14.12.09
Hilfe für Augenkranken aus Eritrea
Hailu Ghesesew sieht nach 8 Jahren seine Tochter in Ahaus wieder

Die Augenärzte Dr. Stefanie Schmickler, Dr. Olaf Cartsburg, Frau Beyene, Hailu Ghesesew, die Anästhesisten Dr. Rolf Schmeckmann und Matthias Vogt

Seit 8 Jahren lebt Familie Beyene-Heile in Ahaus. Familie Beyene galt als politisch verfolgt in Eritrea und fand schließlich in Deutschland eine neue Heimat. Die Töchter von Familie Heile  haben sich in Ahaus gut in Schule und Gemeinde eingelebt, sind voll integriert. Es war ihnen aber nicht möglich, den Vater, der in Eritrea geblieben war,  zu sehen. Anfang November geschah das Unfassbare: Der Vater von Frau Beyene durfte nach Deutschland für einen befristeten Zeitrahmen von vier Wochen reisen und erhielt somit die Möglichkeit, nach 8 Jahren seine Tochter und Enkelkinder endlich wiederzusehen. Bei der Ankunft merkte Frau Beyene schnell, dass ihr Vater nicht mehr sehen konnte. Auf Vermittlung von Paul Groten wurde der 85jährige Herr den Augenärzten am Domhof vorgestellt. Er litt unter eine Hornhautentzündung, die sich mit Augensalben innerhalb weniger Tage  zurückbildete.
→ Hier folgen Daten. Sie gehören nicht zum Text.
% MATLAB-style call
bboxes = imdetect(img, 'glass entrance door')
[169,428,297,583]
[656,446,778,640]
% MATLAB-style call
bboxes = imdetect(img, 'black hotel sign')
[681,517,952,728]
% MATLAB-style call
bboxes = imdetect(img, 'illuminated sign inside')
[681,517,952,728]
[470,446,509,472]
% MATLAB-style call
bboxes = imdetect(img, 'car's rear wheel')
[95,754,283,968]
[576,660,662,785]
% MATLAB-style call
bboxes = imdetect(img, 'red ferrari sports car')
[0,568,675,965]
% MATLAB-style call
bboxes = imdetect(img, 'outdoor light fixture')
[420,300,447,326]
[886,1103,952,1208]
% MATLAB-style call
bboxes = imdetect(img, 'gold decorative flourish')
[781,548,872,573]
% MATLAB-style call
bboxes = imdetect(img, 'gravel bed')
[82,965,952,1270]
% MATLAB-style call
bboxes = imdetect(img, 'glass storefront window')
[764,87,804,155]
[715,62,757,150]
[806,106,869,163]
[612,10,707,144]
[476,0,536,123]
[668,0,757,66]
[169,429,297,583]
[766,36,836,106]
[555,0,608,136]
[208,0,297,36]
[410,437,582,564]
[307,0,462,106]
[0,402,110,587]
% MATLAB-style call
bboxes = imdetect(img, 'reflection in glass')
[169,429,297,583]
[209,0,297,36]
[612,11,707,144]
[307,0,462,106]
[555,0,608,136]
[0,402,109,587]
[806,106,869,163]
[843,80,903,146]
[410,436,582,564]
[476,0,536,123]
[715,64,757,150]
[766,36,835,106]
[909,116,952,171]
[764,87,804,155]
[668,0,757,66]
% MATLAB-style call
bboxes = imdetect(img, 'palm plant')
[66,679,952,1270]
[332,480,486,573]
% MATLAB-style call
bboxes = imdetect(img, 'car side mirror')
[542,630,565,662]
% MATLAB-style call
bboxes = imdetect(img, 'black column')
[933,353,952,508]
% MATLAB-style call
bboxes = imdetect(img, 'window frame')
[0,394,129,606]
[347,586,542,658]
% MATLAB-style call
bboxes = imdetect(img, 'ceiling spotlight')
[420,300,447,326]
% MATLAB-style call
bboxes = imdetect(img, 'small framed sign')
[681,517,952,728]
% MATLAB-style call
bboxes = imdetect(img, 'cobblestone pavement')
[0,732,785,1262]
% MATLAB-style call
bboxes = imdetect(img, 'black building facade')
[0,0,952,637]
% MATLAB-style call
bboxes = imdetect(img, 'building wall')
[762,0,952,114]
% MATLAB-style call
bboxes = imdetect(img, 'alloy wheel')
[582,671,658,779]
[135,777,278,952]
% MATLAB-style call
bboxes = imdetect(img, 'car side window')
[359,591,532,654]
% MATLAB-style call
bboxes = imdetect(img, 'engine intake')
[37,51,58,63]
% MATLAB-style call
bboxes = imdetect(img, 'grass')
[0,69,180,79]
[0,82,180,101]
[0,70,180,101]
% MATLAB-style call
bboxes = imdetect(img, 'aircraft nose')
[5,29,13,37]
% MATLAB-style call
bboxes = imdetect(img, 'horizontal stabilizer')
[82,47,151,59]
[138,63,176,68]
Die Ursache für seine beinahe Erblindung war der Graue Star. Dr. Stefanie Schmickler und Dr. Olaf Cartsburg, die geschäftsführenden Gesellschafter der Augenärzte Gemeinschaftspraxis mussten nicht lange überlegen, ob sie helfen sollten. „Wir sind so dankbar, dass unsere Arbeit im Augen-Zentrum-Ahaus am St. Marien Krankenhaus so gut läuft“ so Dr. Schmickler, „dass wir es schon deshalb und auch aus Tradition zu den Hilfseinsätzen von Dr. Belger früher in Eritrea ansahen, dem Vater von Frau Beyene die Operation anzubieten“.  Kurzfristig wurde ein Operationstermin festgelegt, damit für die Nachsorge der Operation bis zum Rückflug nach Eritrea noch genügend Zeit  blieb. Dr. Rolf Schmeckmann und Matthias Vogt, die Anästhesisten aus dem Augen-Zentrum, waren ebenfalls sofort bereit, die Betäubung bei der Augen-Operation durchzuführen. „Die Augen-Operation ist sehr gut verlaufen“, so Dr. Olaf Cartsburg, „in den nächsten Tagen kann unser Patient endlich wieder sehend nach Eritrea zurückreisen“. Für die entsprechende Brille hat Optik Engels gesorgt. „Wir sind so dankbar“, so Frau Beyene, „ mit so viel Hilfe haben wir niemals gerechnet“.